Aktuell erleben wir in Europa die größte Fluchtbewegung seit dem 2. Weltkrieg. Zwei Monate nach der russischen Invasion hatten bereits 5 Mio. Menschen die Ukraine verlassen [1].

Fast zwei Drittel der ukrainischen Kinder sind bereits vertrieben worden.

Eine erste Befragung des Bundesministeriums des Inneren ergab, dass 84 Prozent der Flüchtenden Frauen waren, 58 Prozent waren mit ihren Kindern geflohen, ein Drittel der Geflüchteten ist unter 18 [2]. Sie flüchten mit wenigen wichtigen Sachen, verlassen ihre Partner, Familien, die Heimat sowie die Umgebung und Routinen. Sie flüchten in benachbarte Länder, Hauptaufnahmeland ist Polen. Ein Großteil der Flüchtenden ist auch in Deutschland angekommen.
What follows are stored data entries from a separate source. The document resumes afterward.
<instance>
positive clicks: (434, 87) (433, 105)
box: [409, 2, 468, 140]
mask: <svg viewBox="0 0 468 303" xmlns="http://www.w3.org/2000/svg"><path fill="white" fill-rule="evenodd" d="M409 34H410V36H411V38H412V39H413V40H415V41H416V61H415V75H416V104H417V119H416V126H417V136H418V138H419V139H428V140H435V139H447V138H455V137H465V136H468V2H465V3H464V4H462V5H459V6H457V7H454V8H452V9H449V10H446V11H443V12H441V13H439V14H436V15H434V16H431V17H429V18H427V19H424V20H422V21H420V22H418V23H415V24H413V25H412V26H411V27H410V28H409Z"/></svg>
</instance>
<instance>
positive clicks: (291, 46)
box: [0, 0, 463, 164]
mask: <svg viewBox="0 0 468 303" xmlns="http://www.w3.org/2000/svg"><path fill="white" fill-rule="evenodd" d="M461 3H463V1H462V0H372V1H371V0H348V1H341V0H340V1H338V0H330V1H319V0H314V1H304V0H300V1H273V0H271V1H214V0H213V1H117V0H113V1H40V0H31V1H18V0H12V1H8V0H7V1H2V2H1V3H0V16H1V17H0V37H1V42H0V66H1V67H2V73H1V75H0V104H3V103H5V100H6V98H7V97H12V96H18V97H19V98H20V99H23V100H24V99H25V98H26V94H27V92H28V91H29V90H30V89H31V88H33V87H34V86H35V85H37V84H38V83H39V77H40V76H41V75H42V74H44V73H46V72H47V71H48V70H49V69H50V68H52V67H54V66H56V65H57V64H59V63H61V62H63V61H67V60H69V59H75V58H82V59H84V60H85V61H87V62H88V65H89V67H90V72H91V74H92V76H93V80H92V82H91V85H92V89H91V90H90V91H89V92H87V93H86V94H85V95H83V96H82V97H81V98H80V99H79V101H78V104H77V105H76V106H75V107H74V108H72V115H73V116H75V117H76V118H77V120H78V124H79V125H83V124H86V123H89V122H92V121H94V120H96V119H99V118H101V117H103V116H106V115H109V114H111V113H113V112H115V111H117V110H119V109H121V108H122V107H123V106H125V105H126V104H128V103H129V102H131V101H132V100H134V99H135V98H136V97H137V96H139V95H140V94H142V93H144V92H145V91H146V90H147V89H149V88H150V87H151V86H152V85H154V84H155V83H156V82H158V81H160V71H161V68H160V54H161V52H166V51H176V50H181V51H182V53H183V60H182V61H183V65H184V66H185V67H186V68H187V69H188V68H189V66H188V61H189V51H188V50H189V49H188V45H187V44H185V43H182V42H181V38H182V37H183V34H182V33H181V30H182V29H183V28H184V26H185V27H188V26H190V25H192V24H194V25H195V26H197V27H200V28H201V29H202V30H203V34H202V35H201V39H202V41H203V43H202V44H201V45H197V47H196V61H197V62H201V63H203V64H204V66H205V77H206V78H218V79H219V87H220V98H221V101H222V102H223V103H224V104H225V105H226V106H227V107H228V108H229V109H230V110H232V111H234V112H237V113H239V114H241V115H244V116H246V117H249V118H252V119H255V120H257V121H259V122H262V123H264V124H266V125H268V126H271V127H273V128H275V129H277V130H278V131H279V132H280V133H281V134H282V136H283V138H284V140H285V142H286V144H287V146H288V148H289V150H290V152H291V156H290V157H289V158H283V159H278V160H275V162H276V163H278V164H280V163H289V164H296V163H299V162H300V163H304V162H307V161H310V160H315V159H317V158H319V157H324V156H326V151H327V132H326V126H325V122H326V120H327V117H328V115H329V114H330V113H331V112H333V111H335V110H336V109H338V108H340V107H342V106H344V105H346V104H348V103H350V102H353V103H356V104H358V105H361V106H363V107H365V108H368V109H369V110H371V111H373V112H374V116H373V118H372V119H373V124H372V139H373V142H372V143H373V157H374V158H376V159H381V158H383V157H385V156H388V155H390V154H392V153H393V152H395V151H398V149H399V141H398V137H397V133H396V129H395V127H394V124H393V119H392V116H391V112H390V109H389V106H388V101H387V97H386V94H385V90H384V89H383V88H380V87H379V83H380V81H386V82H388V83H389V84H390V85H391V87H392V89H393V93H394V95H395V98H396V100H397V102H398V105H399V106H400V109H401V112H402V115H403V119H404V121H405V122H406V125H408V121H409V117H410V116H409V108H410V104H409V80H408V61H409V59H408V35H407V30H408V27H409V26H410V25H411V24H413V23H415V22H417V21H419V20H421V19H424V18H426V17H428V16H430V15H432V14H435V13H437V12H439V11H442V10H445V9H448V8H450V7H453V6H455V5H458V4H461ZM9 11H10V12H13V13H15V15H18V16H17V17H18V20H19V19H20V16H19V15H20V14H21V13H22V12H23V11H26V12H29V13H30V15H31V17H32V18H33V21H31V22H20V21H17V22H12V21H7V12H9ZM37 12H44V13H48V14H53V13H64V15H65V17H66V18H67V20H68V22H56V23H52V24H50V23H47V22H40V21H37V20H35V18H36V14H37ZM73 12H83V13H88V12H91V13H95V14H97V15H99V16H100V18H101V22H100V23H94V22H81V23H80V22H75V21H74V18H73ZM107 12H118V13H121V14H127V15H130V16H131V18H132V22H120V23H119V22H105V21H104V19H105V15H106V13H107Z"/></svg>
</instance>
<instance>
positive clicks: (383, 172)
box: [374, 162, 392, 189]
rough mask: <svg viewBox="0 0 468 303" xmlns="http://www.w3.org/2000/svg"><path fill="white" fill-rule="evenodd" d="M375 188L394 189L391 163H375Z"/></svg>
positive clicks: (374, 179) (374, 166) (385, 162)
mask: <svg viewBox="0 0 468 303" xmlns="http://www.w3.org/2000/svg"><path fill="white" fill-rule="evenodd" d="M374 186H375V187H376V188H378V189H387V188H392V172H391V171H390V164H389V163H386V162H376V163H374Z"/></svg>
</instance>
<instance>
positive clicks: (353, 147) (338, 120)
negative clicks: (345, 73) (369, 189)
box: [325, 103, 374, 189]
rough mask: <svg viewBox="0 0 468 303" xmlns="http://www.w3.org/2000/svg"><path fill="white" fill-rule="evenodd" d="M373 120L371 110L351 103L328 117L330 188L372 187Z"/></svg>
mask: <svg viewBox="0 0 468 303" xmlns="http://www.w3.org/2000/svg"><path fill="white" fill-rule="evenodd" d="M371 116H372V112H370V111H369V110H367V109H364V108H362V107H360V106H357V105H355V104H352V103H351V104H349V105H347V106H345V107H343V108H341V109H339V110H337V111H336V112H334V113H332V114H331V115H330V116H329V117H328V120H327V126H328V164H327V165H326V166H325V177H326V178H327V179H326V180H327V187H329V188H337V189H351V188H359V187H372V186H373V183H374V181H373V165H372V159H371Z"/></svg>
Unter welchen psychosozialen Folgen leiden die Geflüchteten? Prof. Kerstin Weidner vom Universitätsklinikum Dresden gab auf der Pressekonferenz des Kongress für Psychosomatische Medizin und Psychotherapie dazu einen Überblick.

Psychische Gesundheit von geflüchteten Ukrainer*innen

Das Robert Koch-Institut hat Zahlen zur epidemiologischen Situation psychischer Gesundheit in der Ukraine und Empfehlungen zur Prävention und Versorgung psychischer Störungen zusammengefasst. Die Prävalenz psychischer Störungen in der Ukraine wurde vor dem Krieg generell mit 12,4 Prozent angegeben (zum Vergleich: In Deutschland liegt die Prävalenz 15 Prozent). Die häufigsten Störungen in der Ukraine waren Depressionen, Angststörungen und alkoholbezogene Störungen.

In der Ukraine zeigte sich eine sehr hohe Suizidrate mit 30,6 von 100.000 Menschen, global beträgt diese Rate 10,39 von 100.000 Menschen. Etwa 25 Prozent der Kinder und Jugendlichen in der Ukraine benötigten vor dem Krieg psychosoziale Unterstützung. Dabei zeigte sich jedoch eine Versorgungslücke mit Fachkräftemangel und Barrieren der Inanspruchnahme insbesondere durch mangelndes Vertrauen. Insgesamt sind die Zahlen schwer zu bewerten, nur 4 Prozent der ukrainischen Bevölkerung nahm 2018 überhaupt psychische Gesundheitsversorgung in Anspruch (in Deutschland sind es etwa 10 Prozent) [3].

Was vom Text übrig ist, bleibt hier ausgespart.